ヴァイオリンとヴィオラのための協奏交響曲 (モーツァルト)

ヴァイオリンとヴィオラのための協奏交響曲 変ホ長調 K.364は、ヴォルフガング・アマデウス・モーツァルトが作曲した協奏交響曲の一つである。

概要[編集]

音楽・音声外部リンク
全曲を試聴する
W.A.Mozart - Sinfonia concertante, KV.364 - セルゲイ・ハチャトゥリアンVn)、カンディダ・トンプソン(Vla)およびアムステルダム・シンフォニエッタによる演奏。AVROTROS Klassiek公式YouTube。
モーツァルト:シンフォニア・コンチェルタンテ - ホセ・マリア・ブルメンシェイン(Vn)、村上純一郎(Vla)、ユッカ=ペッカ・サラステ指揮ケルンWDR交響楽団による演奏。WDR Klassik公式YouTube。

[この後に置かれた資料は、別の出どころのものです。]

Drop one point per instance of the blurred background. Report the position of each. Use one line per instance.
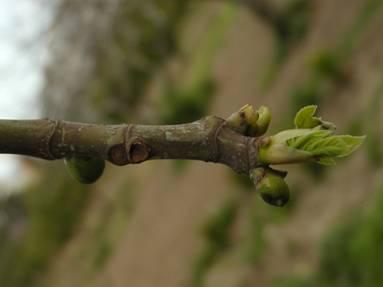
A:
(182, 223)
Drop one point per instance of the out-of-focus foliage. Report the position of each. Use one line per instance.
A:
(50, 214)
(351, 253)
(57, 229)
(216, 234)
(142, 38)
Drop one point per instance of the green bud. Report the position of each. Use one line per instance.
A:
(271, 186)
(85, 169)
(244, 121)
(264, 119)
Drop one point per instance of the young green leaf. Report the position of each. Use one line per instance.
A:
(324, 147)
(305, 119)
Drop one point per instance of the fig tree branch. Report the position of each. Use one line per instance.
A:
(237, 142)
(209, 139)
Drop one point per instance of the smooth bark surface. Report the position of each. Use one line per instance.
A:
(209, 139)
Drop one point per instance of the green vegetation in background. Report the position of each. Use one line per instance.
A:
(373, 142)
(326, 67)
(189, 99)
(216, 234)
(139, 44)
(352, 254)
(52, 209)
(112, 223)
(289, 28)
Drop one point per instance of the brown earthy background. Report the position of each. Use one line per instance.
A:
(169, 224)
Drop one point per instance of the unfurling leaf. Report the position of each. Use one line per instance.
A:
(305, 119)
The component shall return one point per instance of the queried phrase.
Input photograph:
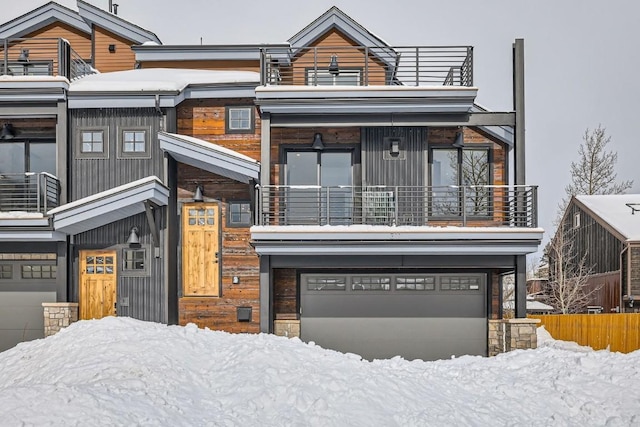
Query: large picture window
(459, 179)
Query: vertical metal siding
(90, 176)
(408, 172)
(147, 294)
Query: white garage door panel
(412, 338)
(21, 316)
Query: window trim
(146, 154)
(93, 154)
(230, 223)
(227, 119)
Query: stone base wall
(512, 334)
(58, 315)
(286, 328)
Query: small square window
(239, 214)
(239, 120)
(134, 260)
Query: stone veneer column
(58, 315)
(512, 334)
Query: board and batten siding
(90, 176)
(147, 293)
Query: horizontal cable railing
(481, 205)
(42, 57)
(365, 66)
(28, 192)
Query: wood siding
(146, 294)
(205, 65)
(122, 59)
(205, 119)
(90, 176)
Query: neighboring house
(330, 187)
(605, 230)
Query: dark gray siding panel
(140, 297)
(407, 169)
(90, 176)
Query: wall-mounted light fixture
(24, 55)
(198, 195)
(317, 142)
(7, 131)
(458, 142)
(134, 239)
(334, 69)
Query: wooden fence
(618, 332)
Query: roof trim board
(210, 157)
(109, 206)
(115, 24)
(41, 17)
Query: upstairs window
(239, 120)
(134, 142)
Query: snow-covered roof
(159, 80)
(613, 210)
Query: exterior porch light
(317, 142)
(198, 196)
(7, 131)
(134, 240)
(334, 69)
(459, 141)
(24, 56)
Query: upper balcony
(41, 57)
(410, 66)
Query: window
(325, 78)
(39, 271)
(454, 168)
(134, 260)
(239, 214)
(239, 120)
(134, 143)
(92, 143)
(6, 271)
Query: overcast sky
(581, 59)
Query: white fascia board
(32, 236)
(388, 233)
(407, 249)
(115, 24)
(42, 17)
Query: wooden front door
(97, 284)
(200, 249)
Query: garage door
(21, 316)
(416, 316)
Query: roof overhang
(115, 24)
(210, 157)
(41, 17)
(33, 88)
(382, 240)
(109, 206)
(365, 99)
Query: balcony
(366, 66)
(465, 206)
(41, 57)
(30, 193)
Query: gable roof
(41, 17)
(81, 20)
(335, 18)
(612, 210)
(115, 24)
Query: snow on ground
(120, 371)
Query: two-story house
(333, 187)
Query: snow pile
(120, 371)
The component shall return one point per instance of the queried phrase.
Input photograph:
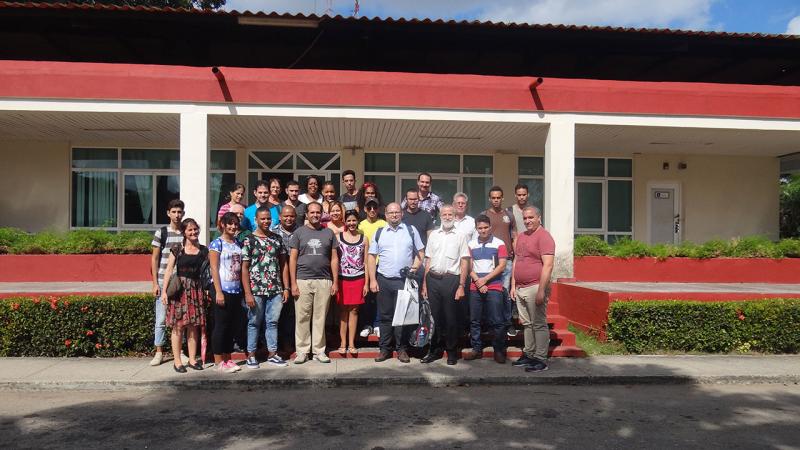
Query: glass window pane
(477, 189)
(620, 197)
(94, 199)
(590, 205)
(94, 158)
(379, 162)
(385, 185)
(167, 189)
(217, 183)
(270, 159)
(620, 167)
(223, 160)
(531, 165)
(478, 164)
(320, 159)
(150, 159)
(590, 167)
(138, 200)
(417, 162)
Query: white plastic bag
(406, 311)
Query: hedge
(767, 326)
(16, 241)
(76, 326)
(746, 247)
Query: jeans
(508, 302)
(267, 309)
(491, 305)
(161, 321)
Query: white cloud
(686, 14)
(794, 26)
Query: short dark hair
(175, 203)
(483, 218)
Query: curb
(430, 381)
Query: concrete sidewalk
(135, 373)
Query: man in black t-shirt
(414, 216)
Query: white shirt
(445, 250)
(466, 226)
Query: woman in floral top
(265, 279)
(352, 281)
(225, 256)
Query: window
(122, 188)
(604, 197)
(394, 173)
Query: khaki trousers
(311, 308)
(534, 322)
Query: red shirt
(530, 248)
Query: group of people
(271, 275)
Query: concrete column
(559, 191)
(194, 166)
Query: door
(664, 214)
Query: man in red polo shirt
(530, 279)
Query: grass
(594, 347)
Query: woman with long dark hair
(186, 310)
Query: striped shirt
(485, 258)
(173, 237)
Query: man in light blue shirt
(393, 248)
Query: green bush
(746, 247)
(76, 326)
(15, 241)
(768, 326)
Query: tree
(198, 4)
(790, 207)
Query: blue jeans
(508, 302)
(267, 309)
(491, 305)
(160, 324)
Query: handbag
(406, 310)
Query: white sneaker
(157, 359)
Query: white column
(559, 191)
(195, 155)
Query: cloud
(687, 14)
(794, 26)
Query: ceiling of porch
(162, 130)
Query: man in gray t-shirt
(314, 272)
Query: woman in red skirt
(352, 281)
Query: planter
(46, 268)
(688, 270)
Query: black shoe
(431, 357)
(536, 366)
(383, 357)
(522, 361)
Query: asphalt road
(545, 417)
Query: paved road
(546, 417)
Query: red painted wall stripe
(61, 80)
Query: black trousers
(448, 314)
(387, 300)
(227, 323)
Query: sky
(740, 16)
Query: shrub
(768, 326)
(76, 326)
(16, 241)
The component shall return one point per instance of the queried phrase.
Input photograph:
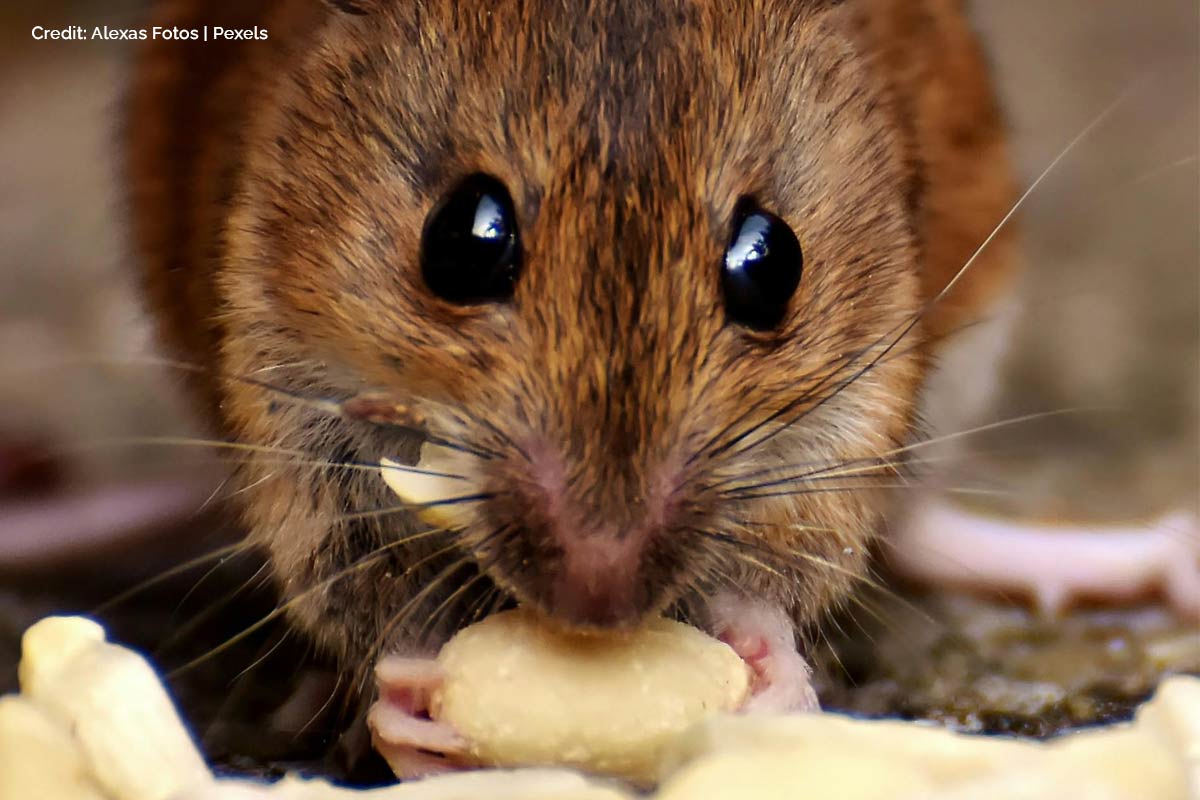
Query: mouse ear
(357, 7)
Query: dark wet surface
(983, 667)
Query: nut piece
(111, 698)
(527, 695)
(39, 759)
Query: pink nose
(598, 582)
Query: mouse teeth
(436, 487)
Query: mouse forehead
(601, 94)
(627, 133)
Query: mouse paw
(765, 637)
(412, 743)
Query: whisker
(304, 457)
(364, 563)
(221, 553)
(828, 489)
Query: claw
(765, 637)
(401, 731)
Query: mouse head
(649, 264)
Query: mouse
(666, 276)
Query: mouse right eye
(469, 248)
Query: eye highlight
(761, 268)
(471, 252)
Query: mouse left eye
(469, 248)
(761, 269)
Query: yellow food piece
(819, 756)
(123, 722)
(525, 695)
(39, 759)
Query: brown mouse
(660, 270)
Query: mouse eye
(761, 269)
(469, 248)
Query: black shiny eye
(761, 269)
(469, 248)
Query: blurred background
(1110, 305)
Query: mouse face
(643, 268)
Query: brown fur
(279, 193)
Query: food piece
(111, 699)
(810, 756)
(523, 693)
(39, 759)
(1055, 565)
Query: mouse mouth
(594, 578)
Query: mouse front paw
(401, 729)
(765, 637)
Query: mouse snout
(597, 581)
(588, 547)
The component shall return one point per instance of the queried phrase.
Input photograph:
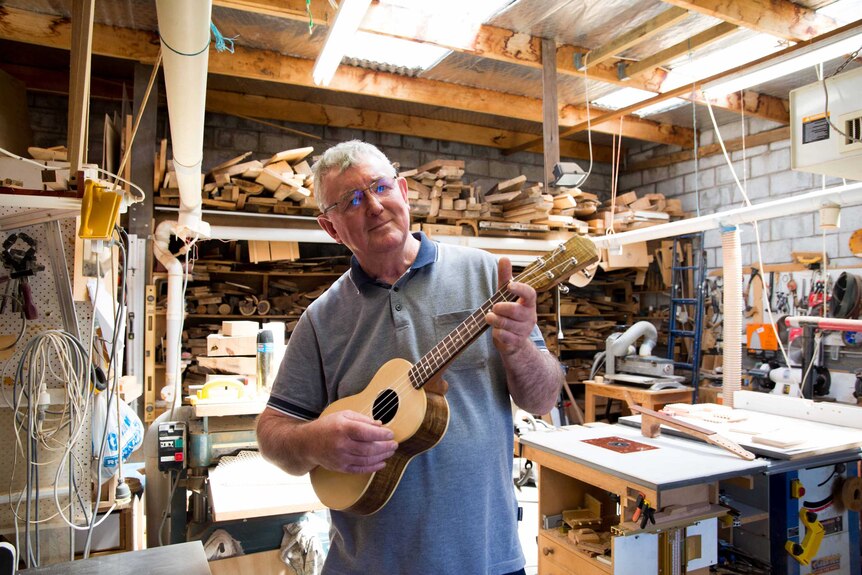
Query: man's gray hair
(344, 156)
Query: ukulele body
(417, 417)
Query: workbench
(188, 558)
(668, 471)
(641, 395)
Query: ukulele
(419, 417)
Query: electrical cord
(99, 170)
(754, 224)
(837, 71)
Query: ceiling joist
(124, 43)
(780, 18)
(491, 42)
(690, 45)
(635, 36)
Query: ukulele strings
(404, 381)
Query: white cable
(100, 170)
(754, 224)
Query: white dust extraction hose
(732, 326)
(184, 29)
(174, 320)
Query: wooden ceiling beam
(705, 38)
(344, 117)
(232, 103)
(780, 18)
(124, 43)
(683, 90)
(635, 36)
(491, 42)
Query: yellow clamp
(220, 388)
(814, 532)
(99, 210)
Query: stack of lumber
(233, 350)
(436, 193)
(281, 184)
(577, 206)
(632, 212)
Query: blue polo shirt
(454, 510)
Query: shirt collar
(426, 256)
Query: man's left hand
(512, 322)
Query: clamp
(644, 511)
(814, 532)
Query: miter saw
(627, 365)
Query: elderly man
(454, 510)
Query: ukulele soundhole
(385, 406)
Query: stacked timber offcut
(281, 184)
(438, 195)
(630, 212)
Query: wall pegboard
(55, 539)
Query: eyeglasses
(350, 201)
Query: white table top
(676, 463)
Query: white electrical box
(815, 145)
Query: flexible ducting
(733, 312)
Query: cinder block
(413, 143)
(476, 167)
(749, 152)
(789, 181)
(770, 163)
(681, 168)
(454, 148)
(630, 181)
(391, 140)
(791, 227)
(671, 188)
(274, 143)
(503, 170)
(655, 174)
(342, 134)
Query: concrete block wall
(709, 185)
(226, 137)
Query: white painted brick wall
(767, 176)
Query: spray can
(265, 348)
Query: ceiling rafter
(635, 36)
(236, 104)
(780, 18)
(705, 38)
(492, 42)
(142, 46)
(678, 92)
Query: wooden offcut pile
(630, 212)
(281, 184)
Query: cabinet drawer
(557, 556)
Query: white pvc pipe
(642, 328)
(792, 205)
(175, 314)
(733, 310)
(184, 29)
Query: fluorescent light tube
(341, 33)
(785, 68)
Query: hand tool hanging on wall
(19, 258)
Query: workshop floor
(528, 529)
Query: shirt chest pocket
(475, 356)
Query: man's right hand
(350, 442)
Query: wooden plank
(690, 45)
(636, 36)
(762, 138)
(780, 18)
(79, 82)
(550, 112)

1777年から1778年にかけてパリを訪れ、マンハイム楽派の影響を受けたモーツァルトは、1778年にパリで、当時彼らの間で流行していた協奏交響曲を書いている[1]。 その後、1779年にザルツブルクに戻ってから書かれたもう1曲の協奏交響曲がこの曲である[2]

協奏交響曲は、独奏楽器がオーケストラと渡り合う協奏曲とは違う性格を持ち、複数の独奏楽器がオーケストラと協調的に響きを作る性格を持つ。しかしこの協奏交響曲の独奏パートは高く評価され、今日ではヴァイオリンヴィオラの名手による二重協奏曲として演奏される傾向にある。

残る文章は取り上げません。